To make the fragmentation cascade concrete, follow a single patch of gas as it collapses isothermally at T = 10 K and watch the local Jeans mass fall. Using M_J ≈ 2 M☉ · (T/10 K)^(3/2) · (n/10⁴ cm⁻³)^(−1/2):

Phase	T (K)	n (cm⁻³)	M_J (M☉)	t_ff (yr)	Behaviour
Diffuse cloud	50	10²	~ 220	~ 4 × 10⁶	stable, cloud-scale only
Cloud envelope	15	10³	~ 11	~ 1 × 10⁶	marginal, large clumps
Dense core	10	10⁴	~ 2	~ 3 × 10⁵	one-star fragments
Collapsing core	10	10⁶	~ 0.2	~ 3 × 10⁴	sub-stellar fragments
Pre-stellar peak	10	10⁸	~ 0.02	~ 3 × 10³	near opacity limit
Opacity-limited	~ 30	10¹⁰	~ 0.01	~ 3 × 10²	heating halts fragmentation

Read down the table. As long as the gas stays cold (T ≈ 10 K) and the density climbs, the Jeans mass plummets from ~2 M☉ to ~0.02 M☉ — a factor of 100 — and the free-fall time shrinks with it, so each successive fragmentation happens faster than the last. The cascade accelerates. Then, in the last row, the gas finally traps its heat: T jumps from 10 K to ~30 K, the T^(3/2) term kicks in, and the Jeans mass flattens out near 0.01 M☉. That floor — the opacity limit — is where the smallest fragments live, and it lines up neatly with the lowest-mass brown dwarfs observed. The whole sweep from 220 M☉ down to 0.01 M☉ is the Jeans mass writing the menu of possible star masses.

Observational status and applications

The Jeans framework is not just theory — it is routinely tested against observations. Submillimeter surveys with telescopes like Herschel, ALMA, and the JCMT map the dense cores inside molecular clouds and measure their masses, sizes, temperatures, and densities directly. The resulting core mass function — the distribution of how many cores of each mass exist — has a shape strikingly similar to the stellar initial mass function, shifted to slightly higher mass, exactly as expected if cores are Jeans-scale fragments that later lose some material. The number, spacing, and masses of cores in clouds like Taurus, Ophiuchus, and the Orion filaments are consistent with thermal Jeans fragmentation modulated by turbulence and magnetic fields.

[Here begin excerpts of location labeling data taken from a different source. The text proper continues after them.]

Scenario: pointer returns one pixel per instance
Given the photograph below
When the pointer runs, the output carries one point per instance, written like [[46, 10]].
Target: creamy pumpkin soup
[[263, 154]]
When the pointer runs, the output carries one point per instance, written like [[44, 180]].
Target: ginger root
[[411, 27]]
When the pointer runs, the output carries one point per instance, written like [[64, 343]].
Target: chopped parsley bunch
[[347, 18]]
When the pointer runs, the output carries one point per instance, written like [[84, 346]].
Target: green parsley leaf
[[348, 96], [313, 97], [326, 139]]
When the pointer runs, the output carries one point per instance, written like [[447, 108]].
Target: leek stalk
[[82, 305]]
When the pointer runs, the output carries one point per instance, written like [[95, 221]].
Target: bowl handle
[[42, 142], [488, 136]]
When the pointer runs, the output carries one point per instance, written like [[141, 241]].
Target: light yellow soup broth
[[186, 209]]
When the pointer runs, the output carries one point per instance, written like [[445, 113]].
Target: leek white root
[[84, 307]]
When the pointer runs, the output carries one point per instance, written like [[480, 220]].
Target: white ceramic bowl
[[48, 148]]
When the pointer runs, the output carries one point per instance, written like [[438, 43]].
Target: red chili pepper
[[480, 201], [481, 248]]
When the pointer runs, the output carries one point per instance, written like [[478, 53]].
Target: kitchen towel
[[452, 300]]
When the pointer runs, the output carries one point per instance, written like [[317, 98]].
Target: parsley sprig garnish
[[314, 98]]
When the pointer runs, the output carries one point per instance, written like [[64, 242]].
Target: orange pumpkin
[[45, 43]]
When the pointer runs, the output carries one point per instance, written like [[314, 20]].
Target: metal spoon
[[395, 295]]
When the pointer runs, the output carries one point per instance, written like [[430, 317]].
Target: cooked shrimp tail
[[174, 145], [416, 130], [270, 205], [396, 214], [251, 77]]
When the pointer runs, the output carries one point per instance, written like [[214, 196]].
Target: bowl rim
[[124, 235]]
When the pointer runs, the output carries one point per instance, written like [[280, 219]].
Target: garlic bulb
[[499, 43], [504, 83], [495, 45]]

The applications reach far beyond a single cloud:

• The initial mass function. The peak of the IMF near 0.2–0.3 M☉ is plausibly set by the characteristic Jeans mass in cold molecular gas combined with the opacity-limited fragment mass — the single most important prediction the Jeans mass underwrites.
• The first stars. Population III stars formed from metal-free gas that could only cool via molecular hydrogen, keeping it warmer (~200–1000 K). The resulting cosmological Jeans mass was much larger, which is why the first stars are thought to have been far more massive than stars forming today.
• Star-formation efficiency. Whether a given cloud forms stars at all, and how many, comes down to how much of its mass exceeds the local Jeans mass once turbulence and magnetic support are accounted for.
• Disk and planet formation. The Toomre criterion — the disk analogue of the Jeans instability — governs whether a protoplanetary or galactic disk fragments into clumps, linking the same physics to giant-planet formation by gravitational instability.